In this recent article published by USENIX, one of the most highly respected communities for engineers, system administrators, scientists, and technicians, co-authors Dan Geer (Senior Fellow at In-Q-Tel and widely recognized technology security expert and risk management specialist) and Jason Crabtree (CEO and co-founder of QOMPLX), explain in real-world terms why it is essential that we reclaim metrics.
The column details the explosion of interest in measuring and reporting on security, where many ongoing initiatives lack a common frame of reference for understanding the field. Geer and Crabtree note that “we are too often speaking past one another—even more so as information technology, business, legal, and other professions collide.” A common set of terms and a robust ontology for cyber security and technology risk more broadly is urgently needed to support individual organizations and our broader communities in their local and systemic risk identification, quantification, and management initiatives.

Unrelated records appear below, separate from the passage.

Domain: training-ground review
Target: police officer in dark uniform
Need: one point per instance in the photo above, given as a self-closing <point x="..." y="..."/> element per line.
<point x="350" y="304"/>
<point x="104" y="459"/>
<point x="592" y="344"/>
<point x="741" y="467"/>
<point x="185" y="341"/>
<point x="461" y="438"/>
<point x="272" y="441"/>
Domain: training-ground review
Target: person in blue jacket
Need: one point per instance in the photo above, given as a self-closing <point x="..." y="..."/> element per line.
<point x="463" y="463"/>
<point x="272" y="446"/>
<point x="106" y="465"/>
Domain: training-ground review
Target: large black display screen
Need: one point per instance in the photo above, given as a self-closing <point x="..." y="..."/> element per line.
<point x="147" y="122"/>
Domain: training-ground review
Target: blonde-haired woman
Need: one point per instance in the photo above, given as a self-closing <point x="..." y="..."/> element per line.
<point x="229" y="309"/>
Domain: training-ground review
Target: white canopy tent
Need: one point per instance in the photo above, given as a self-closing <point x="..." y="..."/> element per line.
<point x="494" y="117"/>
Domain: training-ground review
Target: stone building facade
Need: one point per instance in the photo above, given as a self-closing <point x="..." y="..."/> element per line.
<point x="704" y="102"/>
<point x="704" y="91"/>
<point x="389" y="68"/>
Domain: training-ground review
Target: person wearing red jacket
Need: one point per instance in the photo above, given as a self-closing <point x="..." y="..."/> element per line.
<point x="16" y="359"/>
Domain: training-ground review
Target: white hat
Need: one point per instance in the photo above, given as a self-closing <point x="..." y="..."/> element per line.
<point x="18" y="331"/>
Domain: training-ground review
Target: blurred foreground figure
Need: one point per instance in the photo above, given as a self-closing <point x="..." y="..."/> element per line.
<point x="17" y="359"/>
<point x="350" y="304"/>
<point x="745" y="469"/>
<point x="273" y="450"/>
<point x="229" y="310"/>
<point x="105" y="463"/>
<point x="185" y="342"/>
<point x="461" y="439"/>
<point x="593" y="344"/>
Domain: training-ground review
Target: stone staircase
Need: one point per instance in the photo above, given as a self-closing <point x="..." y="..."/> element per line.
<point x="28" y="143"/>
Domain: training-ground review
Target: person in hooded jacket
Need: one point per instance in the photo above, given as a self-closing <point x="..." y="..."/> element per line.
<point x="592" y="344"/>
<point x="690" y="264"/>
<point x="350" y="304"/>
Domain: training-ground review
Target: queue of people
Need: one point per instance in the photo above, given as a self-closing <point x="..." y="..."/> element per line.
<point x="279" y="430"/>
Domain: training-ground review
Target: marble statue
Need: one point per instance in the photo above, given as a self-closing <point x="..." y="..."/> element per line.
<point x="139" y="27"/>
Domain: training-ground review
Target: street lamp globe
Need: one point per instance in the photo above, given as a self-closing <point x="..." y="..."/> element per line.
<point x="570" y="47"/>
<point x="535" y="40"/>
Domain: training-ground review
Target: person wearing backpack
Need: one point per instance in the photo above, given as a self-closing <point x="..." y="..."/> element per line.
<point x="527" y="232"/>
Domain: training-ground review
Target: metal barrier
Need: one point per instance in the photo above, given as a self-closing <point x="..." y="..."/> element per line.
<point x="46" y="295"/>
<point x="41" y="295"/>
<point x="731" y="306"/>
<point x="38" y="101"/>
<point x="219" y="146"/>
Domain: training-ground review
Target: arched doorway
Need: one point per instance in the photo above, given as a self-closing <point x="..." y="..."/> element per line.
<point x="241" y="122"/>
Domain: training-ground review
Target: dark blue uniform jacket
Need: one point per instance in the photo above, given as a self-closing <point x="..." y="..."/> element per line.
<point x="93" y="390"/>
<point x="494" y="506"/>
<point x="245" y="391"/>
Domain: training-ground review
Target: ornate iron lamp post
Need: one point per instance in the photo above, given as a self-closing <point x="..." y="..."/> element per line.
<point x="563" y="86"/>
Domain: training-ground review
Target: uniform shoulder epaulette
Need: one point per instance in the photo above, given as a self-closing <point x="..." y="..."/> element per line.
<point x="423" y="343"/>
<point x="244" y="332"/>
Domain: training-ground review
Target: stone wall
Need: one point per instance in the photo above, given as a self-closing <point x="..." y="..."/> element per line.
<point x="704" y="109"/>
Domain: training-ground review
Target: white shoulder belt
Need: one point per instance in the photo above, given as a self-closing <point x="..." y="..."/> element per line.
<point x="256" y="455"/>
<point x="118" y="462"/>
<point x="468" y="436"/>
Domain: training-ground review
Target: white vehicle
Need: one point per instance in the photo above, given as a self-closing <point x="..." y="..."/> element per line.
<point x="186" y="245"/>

We're excited to share more of the thinking that helped launch QOMPLX. Our entire company was actually founded to help organizations navigate the tremendous complexity of today’s interconnected world so that they can achieve superior focus on critical and unique business priorities while benefiting from more shared tooling, infrastructure, data and models to aid operations, risk management and address issues like systemic risk within their communities. And given that systemic risk analysis requires incorporating data from multiple entities, it is essential for organizations to embrace common data models and a consistent ontological framework to aid in common understanding, reasoning, and communication. QOMPLX has been working on the core issues highlighted in this paper since 2015 and was founded to help support continuous monitoring of complex networks leveraging diverse data feeds with security metrics and decisions capable of being supported by a common data fusion factory with increasingly interoperable detections, models, and simulations.
We’ve dedicated ourselves to unified enterprise analytics and robust data models – this work is absolutely critical to enabling consistency and collaboration in our community of information security and risk practitioners.